Ale w miłości nie miała szczęścia. Mama mówiła, iż powinna szukać dojrzałego, ustabilizowanego mężczyzny. Ale trafiali się albo żonaci, proponujący tylko rolę kochanki, albo rozwodnicy, którzy zostawili wszystko byłym żonom i szukali nowego oparcia. Walentyna bała się takich związków.

Gdy rodzice odeszli, została tylko z córką. Dominika była jej całym światem. A okazało się, iż córce to nie było potrzebne. Rozpieszczona przez babcię, uważała matkę za zbyt wymagającą. Marzyła nie o studiach, ale o wolności. I w końcu uciekła…

*”Poczekam. Co mi innego zostało? Kiedyś wrócisz. Jestem twoją matką, kocham cię i wybaczę. Tylko niech nic złego ci się nie stanie…”* – Walentyna westchnęła, zgasiła lampkę i położyła się do łóżka. Przez pół godziny jeszcze się wierciła, ale w końcu zapadła w niespokojny, czujny sen.

Długo nie mogła pogodzić się z odejściem córki, nasłuchiwała dzwonka do drzwi, drżała na każdy szmer na klatce. Oprócz pracy w biurze, brała zlecenia tłumaczeniowe, do późna w nocy siedziała nad tekstami. Spała po kilka godzin. W takim tempie nie było czasu w rozpamiętywanie. O Dominice myślała, ale powtarzała sobie, iż córce na pewno dobrze.

Po półtora roku dzwonek oderwał ją od pracy. Z żalem zdjęła okulary, przetarła zmęczone oczy. Tłumaczenie szło dziś sprawnie, szkoda było przerywać. Dzwonek rozległ się ponownie.

Otworzyła drzwi. Przed nią stała wychudzona, zmizerowana Dominika. Walentyna krzyknęła, rzuciła się ku niej.

– Dominika! Wreszcie. Czekałam na ciebie.
Ale zatrzymała się w progu, gdy zobaczyła jej chłodne spojrzenie. Dopiero gdy córka weszła do przedpokoju, Walentyna dostrzegła dziecko w jej ramionach.

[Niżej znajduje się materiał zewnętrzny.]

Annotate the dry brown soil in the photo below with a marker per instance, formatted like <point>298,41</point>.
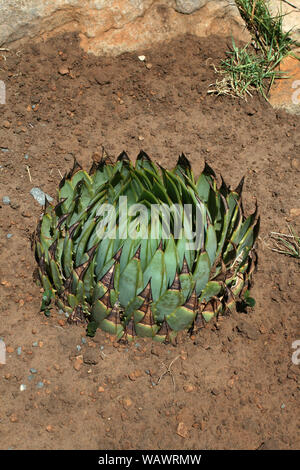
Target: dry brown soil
<point>234,385</point>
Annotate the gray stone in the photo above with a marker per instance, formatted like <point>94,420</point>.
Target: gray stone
<point>189,6</point>
<point>107,27</point>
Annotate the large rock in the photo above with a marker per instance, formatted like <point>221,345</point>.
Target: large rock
<point>115,26</point>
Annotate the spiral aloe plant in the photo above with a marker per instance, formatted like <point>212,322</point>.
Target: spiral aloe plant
<point>104,257</point>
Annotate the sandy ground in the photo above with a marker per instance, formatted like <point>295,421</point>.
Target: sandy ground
<point>234,385</point>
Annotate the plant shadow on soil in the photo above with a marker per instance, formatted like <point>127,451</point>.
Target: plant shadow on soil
<point>233,385</point>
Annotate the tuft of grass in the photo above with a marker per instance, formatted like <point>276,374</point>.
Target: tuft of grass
<point>287,244</point>
<point>265,29</point>
<point>254,66</point>
<point>244,71</point>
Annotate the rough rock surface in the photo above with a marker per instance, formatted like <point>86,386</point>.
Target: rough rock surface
<point>115,26</point>
<point>189,6</point>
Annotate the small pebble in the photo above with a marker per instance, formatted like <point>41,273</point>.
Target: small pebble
<point>40,196</point>
<point>6,200</point>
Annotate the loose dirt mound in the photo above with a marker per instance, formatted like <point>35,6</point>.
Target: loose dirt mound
<point>232,386</point>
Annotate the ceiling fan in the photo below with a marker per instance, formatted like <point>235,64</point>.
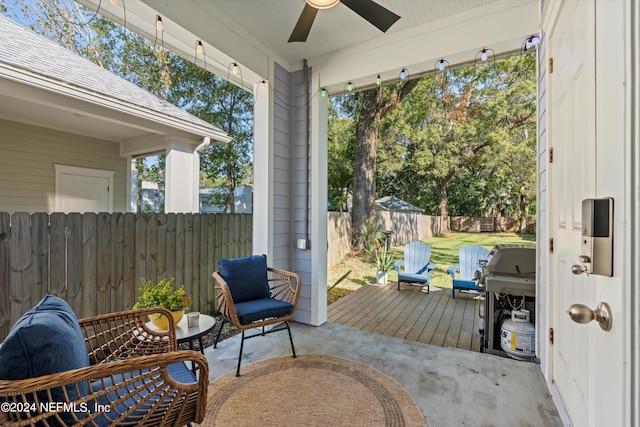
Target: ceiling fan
<point>368,9</point>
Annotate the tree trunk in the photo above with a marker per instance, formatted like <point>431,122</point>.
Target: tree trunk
<point>364,175</point>
<point>443,210</point>
<point>139,178</point>
<point>371,107</point>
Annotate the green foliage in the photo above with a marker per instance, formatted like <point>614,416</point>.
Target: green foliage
<point>340,154</point>
<point>383,259</point>
<point>369,237</point>
<point>162,294</point>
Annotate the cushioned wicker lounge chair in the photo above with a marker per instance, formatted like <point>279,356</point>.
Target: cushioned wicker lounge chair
<point>251,295</point>
<point>100,371</point>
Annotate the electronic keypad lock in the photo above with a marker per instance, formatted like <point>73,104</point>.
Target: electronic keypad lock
<point>596,248</point>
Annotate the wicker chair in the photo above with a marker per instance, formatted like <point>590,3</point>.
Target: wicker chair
<point>136,377</point>
<point>252,295</point>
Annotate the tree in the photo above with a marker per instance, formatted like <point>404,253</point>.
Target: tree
<point>468,132</point>
<point>341,143</point>
<point>371,106</point>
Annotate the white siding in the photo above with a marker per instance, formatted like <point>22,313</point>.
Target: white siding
<point>543,234</point>
<point>27,156</point>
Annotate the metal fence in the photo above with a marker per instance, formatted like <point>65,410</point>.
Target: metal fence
<point>95,261</point>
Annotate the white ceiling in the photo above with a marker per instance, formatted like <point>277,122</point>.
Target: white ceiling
<point>334,29</point>
<point>341,45</point>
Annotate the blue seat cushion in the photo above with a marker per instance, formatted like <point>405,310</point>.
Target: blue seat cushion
<point>466,284</point>
<point>178,371</point>
<point>246,277</point>
<point>417,278</point>
<point>47,339</point>
<point>251,311</point>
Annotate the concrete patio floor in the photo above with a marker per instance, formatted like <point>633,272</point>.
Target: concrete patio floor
<point>453,387</point>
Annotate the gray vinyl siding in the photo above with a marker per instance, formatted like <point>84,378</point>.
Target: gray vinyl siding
<point>27,157</point>
<point>542,200</point>
<point>289,182</point>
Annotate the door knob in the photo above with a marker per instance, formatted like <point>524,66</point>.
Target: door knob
<point>580,313</point>
<point>578,269</point>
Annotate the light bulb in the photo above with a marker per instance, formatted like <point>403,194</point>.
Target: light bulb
<point>322,4</point>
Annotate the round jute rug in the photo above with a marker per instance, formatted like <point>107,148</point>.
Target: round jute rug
<point>310,390</point>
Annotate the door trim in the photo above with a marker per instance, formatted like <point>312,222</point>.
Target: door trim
<point>76,170</point>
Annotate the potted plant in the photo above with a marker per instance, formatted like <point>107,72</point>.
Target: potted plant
<point>163,294</point>
<point>384,262</point>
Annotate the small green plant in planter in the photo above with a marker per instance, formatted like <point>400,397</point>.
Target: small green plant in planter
<point>163,294</point>
<point>384,262</point>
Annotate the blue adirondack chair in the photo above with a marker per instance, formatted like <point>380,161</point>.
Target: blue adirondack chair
<point>415,268</point>
<point>468,269</point>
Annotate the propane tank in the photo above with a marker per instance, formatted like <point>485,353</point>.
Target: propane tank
<point>518,336</point>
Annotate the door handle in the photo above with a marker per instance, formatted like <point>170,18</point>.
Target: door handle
<point>580,313</point>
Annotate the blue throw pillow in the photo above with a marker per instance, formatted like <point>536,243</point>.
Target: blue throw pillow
<point>47,339</point>
<point>246,277</point>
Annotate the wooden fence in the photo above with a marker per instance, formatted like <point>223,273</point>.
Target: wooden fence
<point>95,261</point>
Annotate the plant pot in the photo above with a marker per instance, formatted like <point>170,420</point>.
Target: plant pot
<point>160,321</point>
<point>381,277</point>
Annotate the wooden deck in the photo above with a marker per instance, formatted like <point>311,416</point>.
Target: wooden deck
<point>411,314</point>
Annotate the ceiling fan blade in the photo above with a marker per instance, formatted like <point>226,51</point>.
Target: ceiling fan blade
<point>303,26</point>
<point>374,13</point>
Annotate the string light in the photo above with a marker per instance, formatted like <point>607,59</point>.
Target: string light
<point>531,41</point>
<point>442,64</point>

– To twoje? Daj je – wzięła dziecko. – Dziewczynka? – ucieszyła się. – Zaniosę ją do pokoju, ty się rozbierz.

Zaniosła śpiącą dziewczynkę, położyła na kanapie, z zachwytem patrzyła na jej puszyste policzki, długie rzęsy. Dopiero trzask drzwi otrzeźwił ją – Dominika wyszła.

Z przedpokoju nie dochodził żaden dźwięk. Wpadła tam i zobaczyła tylko pozostawioną torbę. Jedynym śladem po córce były mokre ślady butów na podłodze.

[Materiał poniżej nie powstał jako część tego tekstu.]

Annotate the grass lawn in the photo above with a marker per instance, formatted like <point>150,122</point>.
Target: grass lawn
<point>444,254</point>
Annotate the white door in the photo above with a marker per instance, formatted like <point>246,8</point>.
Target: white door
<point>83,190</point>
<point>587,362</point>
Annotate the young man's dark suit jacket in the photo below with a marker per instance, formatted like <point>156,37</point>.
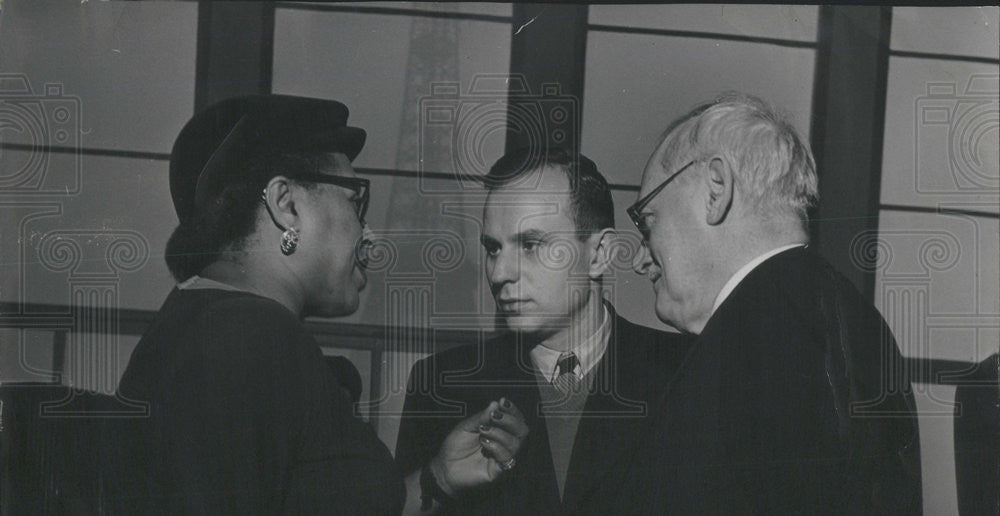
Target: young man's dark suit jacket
<point>790,401</point>
<point>464,380</point>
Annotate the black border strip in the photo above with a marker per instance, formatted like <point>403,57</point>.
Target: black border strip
<point>944,57</point>
<point>938,210</point>
<point>394,11</point>
<point>702,35</point>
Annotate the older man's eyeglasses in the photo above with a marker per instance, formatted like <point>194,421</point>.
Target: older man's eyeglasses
<point>359,185</point>
<point>635,211</point>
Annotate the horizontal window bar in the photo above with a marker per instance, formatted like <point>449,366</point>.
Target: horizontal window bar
<point>701,35</point>
<point>395,11</point>
<point>940,210</point>
<point>944,57</point>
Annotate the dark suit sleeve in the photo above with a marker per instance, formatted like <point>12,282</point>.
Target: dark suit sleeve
<point>817,416</point>
<point>270,425</point>
<point>420,431</point>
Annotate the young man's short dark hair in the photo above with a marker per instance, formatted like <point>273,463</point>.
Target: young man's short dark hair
<point>593,209</point>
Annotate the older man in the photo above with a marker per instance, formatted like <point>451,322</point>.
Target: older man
<point>792,399</point>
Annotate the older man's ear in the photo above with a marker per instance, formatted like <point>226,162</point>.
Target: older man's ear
<point>720,190</point>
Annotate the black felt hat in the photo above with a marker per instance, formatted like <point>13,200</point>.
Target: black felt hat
<point>215,146</point>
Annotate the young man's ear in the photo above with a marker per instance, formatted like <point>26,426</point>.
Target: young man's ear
<point>720,191</point>
<point>602,244</point>
<point>279,198</point>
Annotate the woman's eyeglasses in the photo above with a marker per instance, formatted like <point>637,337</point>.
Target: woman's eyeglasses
<point>361,188</point>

Walentyna otwarła drzwi, krzyknęła w stronę klatki schodowej: “Dominika!” Żadnej odpowiedzi. Podbiegła do okna – pod blokiem nie było ani samochodu, ani córki.

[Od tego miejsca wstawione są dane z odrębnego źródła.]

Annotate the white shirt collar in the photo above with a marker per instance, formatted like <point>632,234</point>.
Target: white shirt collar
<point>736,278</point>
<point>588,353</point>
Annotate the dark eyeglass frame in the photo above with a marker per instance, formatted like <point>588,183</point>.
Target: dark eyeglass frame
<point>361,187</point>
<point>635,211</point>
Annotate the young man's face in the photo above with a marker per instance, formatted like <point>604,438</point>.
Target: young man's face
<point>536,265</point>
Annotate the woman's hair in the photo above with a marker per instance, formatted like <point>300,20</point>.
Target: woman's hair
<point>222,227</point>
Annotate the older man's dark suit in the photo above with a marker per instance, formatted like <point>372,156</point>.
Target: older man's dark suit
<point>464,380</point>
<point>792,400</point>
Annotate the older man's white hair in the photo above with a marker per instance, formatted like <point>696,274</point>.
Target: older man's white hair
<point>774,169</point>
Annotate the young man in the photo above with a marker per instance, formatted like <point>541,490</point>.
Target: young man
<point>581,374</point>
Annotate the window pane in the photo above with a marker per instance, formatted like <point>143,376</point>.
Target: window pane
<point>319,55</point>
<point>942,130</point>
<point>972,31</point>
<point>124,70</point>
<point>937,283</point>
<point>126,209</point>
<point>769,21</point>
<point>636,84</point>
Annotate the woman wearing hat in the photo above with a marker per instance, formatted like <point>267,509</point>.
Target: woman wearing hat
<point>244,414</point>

Wróciła do pokoju. Dziecko spało.

*”Zostawiła mi córkę?”* – myśl przeszyła ją gorącem. – *”Nie, to niemożliwe. Na pewno wróci. Torba! Zostawiła torbę…”* – Walentyna porwała torbę, przyniosła do pokoju. W środku tylko ubranka dziecka.

Dziewczynka poruszyła się w obszernym kombinezonie, zmarszczyła buzię i zapłakała. Walentyna zaczęła ją rozbierać, uspokajała bardziej siebie niż dziecko, powtarzając, iż mama zaraz wróci.

Znalazła w bocznej kieszeni dokumenty – Iga, Iga Leonarda Tymińska. Więc córka nie wyszła za mąż.

Była też krótka notatka: *”Proszę, niech zostanie u ciebie na jakiś czas.”* I tyle.

W szaleństwie zaczęła szukać czegokolwiek – butelkę, niedokończone opakowanie mleka. *”I za to dziękuję”* – pomyślała, pobiegła do kuchni przygotowaćWalentyna przytuliła Igę mocno do siebie, wiedząc, iż choć życie znów je zaskoczyło, to właśnie ta mała dziewczynka stała się jej największym błogosławieństwem.